EXCLUSIVE enclaves inhabited by the rich and famous, patrolled by bodyguards and CCTV cameras, are usually the places where you find “gated” communities - not in Suffolk.

By Richard Cornwell

EXCLUSIVE enclaves inhabited by the rich and famous, patrolled by bodyguards and CCTV cameras, are usually the places where you find “gated” communities - not in Suffolk.

Felixstowe editor RICHARD CORNWELL looks at a trend which could change the face of our county.

IT sounds like somewhere amid the star-spangled villas of Florida or Beverly Hills, LA - film stars and rock icons trying to hide from their adoring fans or stalkers and ensure a little a privacy.

But “gated” communities - collections of homes protected by electronically-operated steel gates - are a growing feature of life in this country.

They may be appropriate in some towns and big cities, but whether they are in the idyllic and peaceful Suffolk countryside is open to question.

Traditionally, our villages have been close-knit communities, where people socialise, know their neighbours, look-out for each other, and often live most of their lives.

But this is being constantly eroded.

Today many of them are dormitory villages - their lifeblood has gone. Post offices, shops and pubs are closing, and businesses are few and far between.

They are inhabited by commuters - often outsiders - who leave them dead as doornails by day, returning at night to close their doors and curtains, not entering into the life of the community.

While actual crime may be low, the fear is often great, and any security measure which adds a little more protection, deters burglars and other unwanted visitors, is likely to find favour with those who want to live in our villages but not be a part of them.

Proposals for a gated community at Kirton certainly roused the hackles - with parish councillors saying the move was “not favoured, appearing exclusive and inappropriate”.

Even Suffolk Coastal's deputy leader Andy Smith - responsible for planning matters - agreed wholeheartedly and questioned senior officers on whether it should be allowed.

Sadly, the planning officers did not agree. Their excuse that the Suffolk countryside already has lots of gates - across fields entrances, farmyards and farmhouses - is nonsense.

Suffolk's villages are not like the world of JG Ballard's futuristic novels where the characters often live in gated communities, set apart from the rough, real world in a closeted utopia.

Suffolk's rural areas are places where you can walk freely through the streets, ancient lanes and closes of new developments - which you will not be able to do if they are gated.

They are places people mingle in the village hall at whist drives and table top sales and barn dances. Where the flower show thrives, the pub is the place to congregate, the fields are rich with crops, and the parish council keeps a careful watch, ensuring the village does not die, trying to keep a delicate balance between moving forward without horrendous change that harms a precious way of life.

Gated communities are a step in the wrong direction - people may feel safer in their homes but will feel less a part of the community in which they choose to have them.

What do you think of gated communities? Are you concerned that we will one day all live behind bars?

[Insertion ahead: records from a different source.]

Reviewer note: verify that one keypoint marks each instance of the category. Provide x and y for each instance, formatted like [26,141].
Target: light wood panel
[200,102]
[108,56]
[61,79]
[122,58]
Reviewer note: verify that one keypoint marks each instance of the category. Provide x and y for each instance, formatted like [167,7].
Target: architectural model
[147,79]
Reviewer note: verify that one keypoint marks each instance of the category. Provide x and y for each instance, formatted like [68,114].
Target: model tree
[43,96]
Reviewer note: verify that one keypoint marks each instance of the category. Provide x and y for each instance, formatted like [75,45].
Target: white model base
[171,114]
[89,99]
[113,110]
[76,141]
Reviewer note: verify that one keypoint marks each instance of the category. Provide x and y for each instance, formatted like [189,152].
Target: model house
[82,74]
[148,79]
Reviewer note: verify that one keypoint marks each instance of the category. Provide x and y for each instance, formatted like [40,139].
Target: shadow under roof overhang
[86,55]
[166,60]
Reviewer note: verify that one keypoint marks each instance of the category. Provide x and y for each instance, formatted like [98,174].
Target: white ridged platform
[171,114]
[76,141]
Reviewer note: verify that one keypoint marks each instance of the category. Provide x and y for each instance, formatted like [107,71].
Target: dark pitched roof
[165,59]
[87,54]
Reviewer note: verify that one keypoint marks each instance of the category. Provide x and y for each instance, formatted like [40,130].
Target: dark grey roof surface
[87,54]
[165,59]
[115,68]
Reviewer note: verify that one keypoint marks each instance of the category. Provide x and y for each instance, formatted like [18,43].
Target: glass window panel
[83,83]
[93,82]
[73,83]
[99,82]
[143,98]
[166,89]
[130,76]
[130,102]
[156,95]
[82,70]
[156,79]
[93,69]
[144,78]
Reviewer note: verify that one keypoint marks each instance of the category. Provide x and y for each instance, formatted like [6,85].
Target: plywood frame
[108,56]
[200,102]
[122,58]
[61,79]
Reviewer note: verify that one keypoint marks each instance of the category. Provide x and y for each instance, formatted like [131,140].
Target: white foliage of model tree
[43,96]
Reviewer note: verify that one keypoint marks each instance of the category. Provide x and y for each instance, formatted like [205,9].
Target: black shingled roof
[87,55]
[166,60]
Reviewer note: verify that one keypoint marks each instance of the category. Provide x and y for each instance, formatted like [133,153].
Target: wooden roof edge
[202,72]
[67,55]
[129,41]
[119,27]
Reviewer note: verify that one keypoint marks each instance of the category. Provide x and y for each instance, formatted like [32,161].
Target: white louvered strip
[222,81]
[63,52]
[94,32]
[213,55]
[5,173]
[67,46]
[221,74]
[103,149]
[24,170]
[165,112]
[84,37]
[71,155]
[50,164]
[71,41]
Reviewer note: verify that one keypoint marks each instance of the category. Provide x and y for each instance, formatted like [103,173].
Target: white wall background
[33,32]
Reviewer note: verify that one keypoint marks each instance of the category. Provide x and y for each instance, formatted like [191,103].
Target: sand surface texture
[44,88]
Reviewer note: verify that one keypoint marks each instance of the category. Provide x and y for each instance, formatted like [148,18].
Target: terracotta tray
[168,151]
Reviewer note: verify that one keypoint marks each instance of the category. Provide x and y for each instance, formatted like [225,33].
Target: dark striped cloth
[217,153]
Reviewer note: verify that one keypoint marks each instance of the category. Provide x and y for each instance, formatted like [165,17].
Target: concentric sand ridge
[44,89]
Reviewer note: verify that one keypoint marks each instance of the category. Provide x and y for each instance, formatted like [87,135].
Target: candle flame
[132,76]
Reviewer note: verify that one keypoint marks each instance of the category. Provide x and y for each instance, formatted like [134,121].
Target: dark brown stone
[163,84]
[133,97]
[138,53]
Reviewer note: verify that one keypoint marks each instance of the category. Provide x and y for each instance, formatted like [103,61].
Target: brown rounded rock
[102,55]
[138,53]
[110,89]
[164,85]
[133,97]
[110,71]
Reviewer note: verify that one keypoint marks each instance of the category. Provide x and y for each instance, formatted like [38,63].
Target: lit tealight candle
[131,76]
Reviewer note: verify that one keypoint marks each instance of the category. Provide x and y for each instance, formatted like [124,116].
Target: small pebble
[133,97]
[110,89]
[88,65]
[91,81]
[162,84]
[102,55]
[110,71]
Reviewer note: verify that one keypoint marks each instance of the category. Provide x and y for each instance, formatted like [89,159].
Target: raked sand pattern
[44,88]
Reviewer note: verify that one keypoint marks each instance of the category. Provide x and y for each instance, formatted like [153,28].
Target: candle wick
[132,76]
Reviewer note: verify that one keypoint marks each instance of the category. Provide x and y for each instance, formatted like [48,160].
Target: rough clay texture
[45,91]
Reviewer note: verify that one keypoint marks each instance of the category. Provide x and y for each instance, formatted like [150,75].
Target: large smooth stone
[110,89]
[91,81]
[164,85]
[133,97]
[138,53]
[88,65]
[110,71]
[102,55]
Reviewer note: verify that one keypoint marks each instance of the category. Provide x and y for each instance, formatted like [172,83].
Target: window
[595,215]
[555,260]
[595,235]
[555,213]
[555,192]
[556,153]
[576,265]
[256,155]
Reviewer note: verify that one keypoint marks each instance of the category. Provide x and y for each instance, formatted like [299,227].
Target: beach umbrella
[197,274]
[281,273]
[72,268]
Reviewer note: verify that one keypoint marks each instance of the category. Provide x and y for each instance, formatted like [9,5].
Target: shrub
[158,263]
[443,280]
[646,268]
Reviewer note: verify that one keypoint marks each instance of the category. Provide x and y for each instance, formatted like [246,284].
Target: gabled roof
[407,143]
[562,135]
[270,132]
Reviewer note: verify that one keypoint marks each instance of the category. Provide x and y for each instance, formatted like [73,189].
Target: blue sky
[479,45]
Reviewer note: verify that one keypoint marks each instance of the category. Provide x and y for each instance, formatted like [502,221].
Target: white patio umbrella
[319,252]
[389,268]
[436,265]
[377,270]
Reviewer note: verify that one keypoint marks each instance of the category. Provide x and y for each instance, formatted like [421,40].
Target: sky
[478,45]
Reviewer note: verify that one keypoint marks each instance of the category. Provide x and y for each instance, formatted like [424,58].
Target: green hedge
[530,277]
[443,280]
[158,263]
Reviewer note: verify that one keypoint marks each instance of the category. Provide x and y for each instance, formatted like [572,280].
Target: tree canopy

What do you think? Write to Your Letters, Evening Star, 30 Lower Brook Street, Ipswich, IP4 1AN or send an e-mail to eveningstarletters@eveningstar.co.uk

second story:

KIRTON'S “gated” community is to be built on land known as The Maltings.

Councillors have agreed Meob Holdings can build three five-bed detached homes and two semis, one a three-bed social housing property and the other four-bed, on the 2.2 acre site off Trimley Road.

As well as being disturbed by the prospect of gates, parish councillors are worried about their positioning - saying they must be far enough back to prevent traffic queues on the road while people trying to open them or go in and out.

There was uproar last year when the previous owners of the site ripped up trees and destroyed unique, historic world war two military buildings in the garden. Suffolk Coastal eventually acted to place a tree preservation order on the trees around the boundary.

The biggest concerns over the new development next to the grade two listed Georgian Maltings house is whether the land is contaminated by asbestos or unexploded munitions.

Senior planning officer Bob Chamberlain said the previous owner's pre-emptive clearance work had removed anti-aircraft gun emplacements and a battery observation post.

He said before work started on the archaeologists would carry out a dig and survey to map and record the war-time buildings.

Lizzy Last, 16, of Falkenham Road, Kirton, said: “Being in a village is about everyone being together - I don't think it would be right to live behind gates because you would feel excluded.”

Tom Watts, 13, of Kirton, a student at Orwell High, said: “I wouldn't want to live there. My uncle lives behind gates in Ipswich and you cannot just go in there - it's very difficult if he is out when you go to visit.”

Luke Stewart, 13, of Kirton, a student at Orwell High, said: “I think it would be all right and you would get used to living there. It would certainly feel safer.”

Harry Page, on holiday from Ripon visiting friends in the village, said: “I would definitely not want to live behind gates. You would not feel part of the village and the community.”